Alternate plain English algorithm for Towers of Hanoi
There are four plain English algorithms for the Towers of Hanoi Puzzle available on Wikipedia, but when I was first solving the puzzle, I came up with an algorithm that is different from any of the solutions I have seen.
Wikipedia algorithms:
- Iterative solution
- Simpler statement of iterative solution
- Equivalent iterative solution
- Recursive solution
Of course the results of the algorithms are the same, and they are really just different ways of thinking about the same thing, but I am talking about plain English ways of describing the process.
My process goes like this:
- Never move same tile twice in a row(obviously)
- Prioritize moving right
- When moving right, move to the closest pole that can be legally moved to.
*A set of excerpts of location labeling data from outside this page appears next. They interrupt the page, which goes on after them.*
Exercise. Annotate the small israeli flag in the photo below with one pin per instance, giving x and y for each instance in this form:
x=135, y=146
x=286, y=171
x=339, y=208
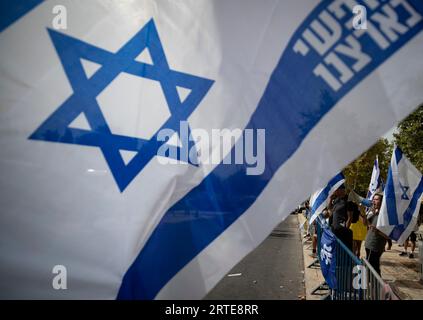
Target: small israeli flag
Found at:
x=375, y=181
x=320, y=199
x=401, y=204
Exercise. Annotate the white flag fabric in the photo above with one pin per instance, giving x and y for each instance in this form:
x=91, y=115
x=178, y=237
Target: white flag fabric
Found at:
x=401, y=199
x=91, y=92
x=320, y=199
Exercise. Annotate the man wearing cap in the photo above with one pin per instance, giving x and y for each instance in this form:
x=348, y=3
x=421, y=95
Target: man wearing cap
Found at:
x=375, y=240
x=341, y=216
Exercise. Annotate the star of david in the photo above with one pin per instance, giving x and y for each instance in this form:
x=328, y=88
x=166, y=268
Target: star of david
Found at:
x=85, y=90
x=404, y=190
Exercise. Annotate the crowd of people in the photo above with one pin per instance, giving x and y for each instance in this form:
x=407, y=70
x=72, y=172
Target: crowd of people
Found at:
x=354, y=223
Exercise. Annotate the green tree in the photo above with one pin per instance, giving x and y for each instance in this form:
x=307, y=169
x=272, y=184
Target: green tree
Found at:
x=409, y=137
x=358, y=173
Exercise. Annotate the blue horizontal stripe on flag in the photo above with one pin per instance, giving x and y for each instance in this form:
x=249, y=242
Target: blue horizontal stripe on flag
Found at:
x=408, y=214
x=12, y=10
x=294, y=101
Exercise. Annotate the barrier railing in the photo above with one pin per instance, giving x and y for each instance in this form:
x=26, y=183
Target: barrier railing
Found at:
x=356, y=278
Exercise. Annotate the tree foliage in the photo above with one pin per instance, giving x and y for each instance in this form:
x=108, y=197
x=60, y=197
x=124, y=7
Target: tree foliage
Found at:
x=358, y=173
x=409, y=137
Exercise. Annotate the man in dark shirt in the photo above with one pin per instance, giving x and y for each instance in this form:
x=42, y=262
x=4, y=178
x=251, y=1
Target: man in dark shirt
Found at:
x=341, y=216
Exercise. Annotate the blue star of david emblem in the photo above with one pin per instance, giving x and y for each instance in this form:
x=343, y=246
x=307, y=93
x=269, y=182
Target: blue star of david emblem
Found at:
x=85, y=90
x=404, y=190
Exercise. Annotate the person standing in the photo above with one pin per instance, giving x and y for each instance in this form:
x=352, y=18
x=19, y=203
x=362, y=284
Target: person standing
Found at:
x=341, y=217
x=375, y=240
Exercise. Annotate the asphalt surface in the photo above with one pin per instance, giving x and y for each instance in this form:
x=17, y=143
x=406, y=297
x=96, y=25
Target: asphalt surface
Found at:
x=273, y=271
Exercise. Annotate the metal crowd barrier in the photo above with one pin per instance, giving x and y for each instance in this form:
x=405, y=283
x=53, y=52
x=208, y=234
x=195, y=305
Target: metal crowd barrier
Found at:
x=356, y=279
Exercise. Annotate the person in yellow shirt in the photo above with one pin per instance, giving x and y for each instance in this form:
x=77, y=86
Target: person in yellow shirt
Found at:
x=358, y=228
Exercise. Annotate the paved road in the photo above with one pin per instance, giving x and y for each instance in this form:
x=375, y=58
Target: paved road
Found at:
x=274, y=270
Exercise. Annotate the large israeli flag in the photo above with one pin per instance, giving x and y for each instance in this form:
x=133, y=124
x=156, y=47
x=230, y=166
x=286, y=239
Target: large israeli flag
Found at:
x=91, y=91
x=320, y=199
x=402, y=198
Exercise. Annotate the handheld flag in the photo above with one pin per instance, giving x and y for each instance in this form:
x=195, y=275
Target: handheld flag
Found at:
x=401, y=198
x=375, y=181
x=113, y=117
x=328, y=257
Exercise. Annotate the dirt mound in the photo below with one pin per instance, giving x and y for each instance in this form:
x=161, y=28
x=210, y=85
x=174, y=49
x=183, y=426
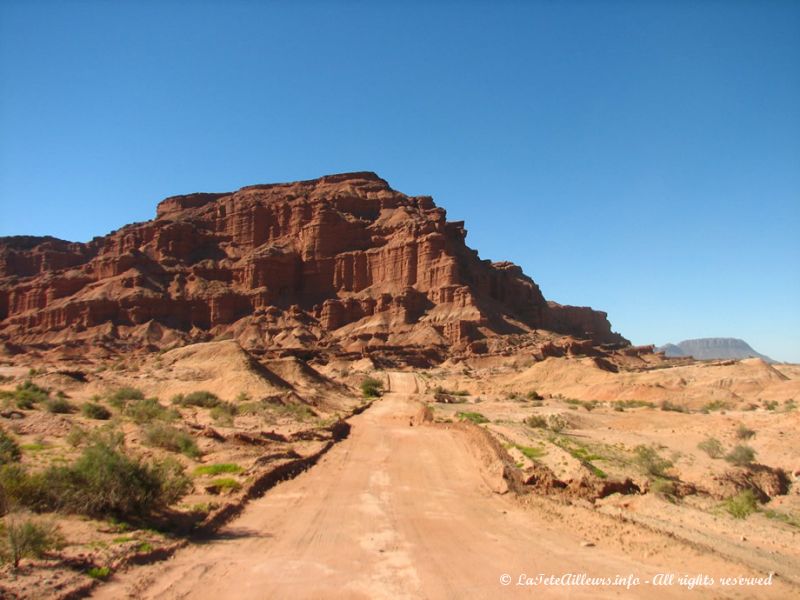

- When moving left, move to the farthest pole that can be legally moved to.
..
These rules differ from other descriptions of the algorithm in that:
The initial stack can be placed on any of the 3 pillars and still work without any adjustment to the rules needed.(Unlike solutions 2 and 3 and 4)
You don't have to number the disks(Unlike solutions 1 and 3 and 4)
I have tested this programmatically, and it always solved the puzzle in (2^n)-1 moves where n is the number of rings.
It seems to me that my description really is different from the other plain English descriptions I have found. Has any one seen this description before? If so, please show reference.
This solution is a unidirectional version of the first iterative solution.
The difference between the unidirectional solution and the mono-directional version is the unidirectional solution doesn't specify an end position.
A simple solution for the toy puzzle: Alternate moves between the smallest piece and a non-smallest piece. When moving the smallest piece, always move it to the next position in the same direction (to the right if the starting number of pieces is even, to the left if the starting number of pieces is odd). If there is no tower position in the chosen direction, move the piece to the opposite end, but then continue to move in the correct direction. For example, if you started with three pieces, you would move the smallest piece to the opposite end, then continue in the left direction after that. When the turn is to move the non-smallest piece, there is only one legal move. Doing this will complete the puzzle in the fewest number of moves.
This description of the mono-directional version can be changed to be unidirectional if direction choices of direction are replaced with the rules from the unidirectional solution revolving around prioritizing moving right.